Elon Musk, Twitter’s new CEO was found not guilty by jurors and not liable for investors’ losses in a fraud trial over his 2018 tweets claiming that he had funding in place to take Tesla private.
Musk’s tweets sent the Tesla share price on a rollercoaster ride and was sued by stakeholders who said the SpaceX magnate acted irresponsibly in an effort to squash investors who had bet against the company.
Jurors verdict
Jurors pondered on the facts of the case for barely two hours before returning to the San Francisco courtroom and said that each one of the jurors totally agreed that neither Musk nor the Tesla board committed deception thru the tweets and in their outcomes.
“Thank goodness, the wisdom of the people has prevailed!” tweeted Musk, who had tried but failed to get the trial moved to Texas on the grounds that jurors in California would be biased against him.
“I am deeply appreciative of the jury’s unanimous finding of innocence in the Tesla 420 take-private case,” Musk added.
Attorney Nicholas Porritt, who represents Glen Littleton and other investors in Tesla, argued in court that the case was about making sure the rich and powerful have to abide by the same stock market rules as everyone else.
“Elon Musk published tweets that were false with reckless disregard as to their truth,” Porritt told the panel of nine jurors during closing arguments.
Porritt pointed to expert testimony estimating that Musk’s claim about funding, which turned out not to be true, cost investors billions of dollars overall and that Musk and the Tesla board should be made to pay damages.
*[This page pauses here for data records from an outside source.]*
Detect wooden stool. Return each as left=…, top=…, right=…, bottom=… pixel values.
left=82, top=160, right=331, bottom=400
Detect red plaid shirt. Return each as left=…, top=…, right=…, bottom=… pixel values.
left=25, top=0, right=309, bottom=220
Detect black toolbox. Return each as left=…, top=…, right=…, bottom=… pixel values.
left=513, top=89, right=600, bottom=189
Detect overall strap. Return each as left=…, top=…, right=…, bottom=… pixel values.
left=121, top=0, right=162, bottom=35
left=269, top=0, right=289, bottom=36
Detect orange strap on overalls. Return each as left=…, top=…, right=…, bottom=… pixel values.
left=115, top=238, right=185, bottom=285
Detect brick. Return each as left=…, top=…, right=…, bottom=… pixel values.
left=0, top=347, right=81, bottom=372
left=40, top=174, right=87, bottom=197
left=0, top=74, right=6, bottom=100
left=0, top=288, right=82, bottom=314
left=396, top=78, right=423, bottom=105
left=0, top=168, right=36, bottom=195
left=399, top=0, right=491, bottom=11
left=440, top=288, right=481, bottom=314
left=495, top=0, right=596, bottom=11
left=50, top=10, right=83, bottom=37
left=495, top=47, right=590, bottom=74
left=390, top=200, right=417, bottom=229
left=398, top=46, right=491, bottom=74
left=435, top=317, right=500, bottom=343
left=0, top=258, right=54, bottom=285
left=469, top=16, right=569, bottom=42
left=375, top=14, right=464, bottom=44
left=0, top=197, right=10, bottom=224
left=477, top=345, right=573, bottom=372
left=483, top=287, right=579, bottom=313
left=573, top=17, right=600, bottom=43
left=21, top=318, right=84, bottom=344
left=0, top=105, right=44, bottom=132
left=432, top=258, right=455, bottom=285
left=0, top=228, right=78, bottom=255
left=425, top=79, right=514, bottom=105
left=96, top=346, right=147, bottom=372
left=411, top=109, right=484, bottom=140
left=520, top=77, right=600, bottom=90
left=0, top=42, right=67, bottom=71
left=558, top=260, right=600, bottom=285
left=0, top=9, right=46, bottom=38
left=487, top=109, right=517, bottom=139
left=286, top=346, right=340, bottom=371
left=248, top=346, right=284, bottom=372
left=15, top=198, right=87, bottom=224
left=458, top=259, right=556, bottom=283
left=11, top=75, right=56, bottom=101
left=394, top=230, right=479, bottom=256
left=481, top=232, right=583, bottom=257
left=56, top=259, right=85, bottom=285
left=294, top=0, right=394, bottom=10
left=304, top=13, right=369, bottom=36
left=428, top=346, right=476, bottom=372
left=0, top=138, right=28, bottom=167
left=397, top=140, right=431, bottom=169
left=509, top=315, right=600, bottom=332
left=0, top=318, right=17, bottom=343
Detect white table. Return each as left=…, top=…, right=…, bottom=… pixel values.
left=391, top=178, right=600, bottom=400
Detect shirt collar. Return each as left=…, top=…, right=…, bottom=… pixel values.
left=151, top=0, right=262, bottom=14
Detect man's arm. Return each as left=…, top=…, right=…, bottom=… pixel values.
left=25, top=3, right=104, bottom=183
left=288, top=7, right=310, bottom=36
But Musk’s lawyer Alex Spiro effectively countered that the billionaire may have erred in his choice of words during a hasty tweet, but that he did not set out to deceive anyone.
Spiro also depicted the unpredictable entrepreneur, as having had a troubled childhood and having come to the United States as a poor youth chasing dreams.
Musk testified during three days on the witness stand that his 2018 tweet about taking Tesla private at $420 a share was no joke and that Saudi Arabia’s sovereign wealth fund was serious about helping him do it.
“To Elon Musk, if he believes it or even just thinks about it then it’s true no matter how objectively false or exaggerated it may be,” Porritt told jurors.
Porritt added that Tesla and its board were also to blame because they allowed Musk to use his Twitter account to post news about the company.
How it began
The case was about a pair of tweets in which Musk said “funding secured” for a project to buy out the publicly traded electric automaker, then in a second tweet added that “investor support is confirmed.”
“He wrote two words funding secured that were technically inaccurate,” Spiro said of Musk while addressing jurors.
‘Whatever you think of him, this isn’t a bad tweeter trial, it’s a ‘did they prove this man committed fraud?’ trial.’
Musk did not intend to deceive anyone with the tweets and had the connections and wealth to take Tesla private, Spiro claimed.
During the trial playing out in federal court in San Francisco, Spiro said that even though the tweets may have been a ‘reckless choice of words,’ they were not a fraud.
“I’m being accused of fraud; it’s outrageous,” Musk said while testifying in person.
Musk said he fired off the tweets at issue after learning of a Financial Times story about a Saudi Arabian investment fund wanting to acquire a stake in Tesla.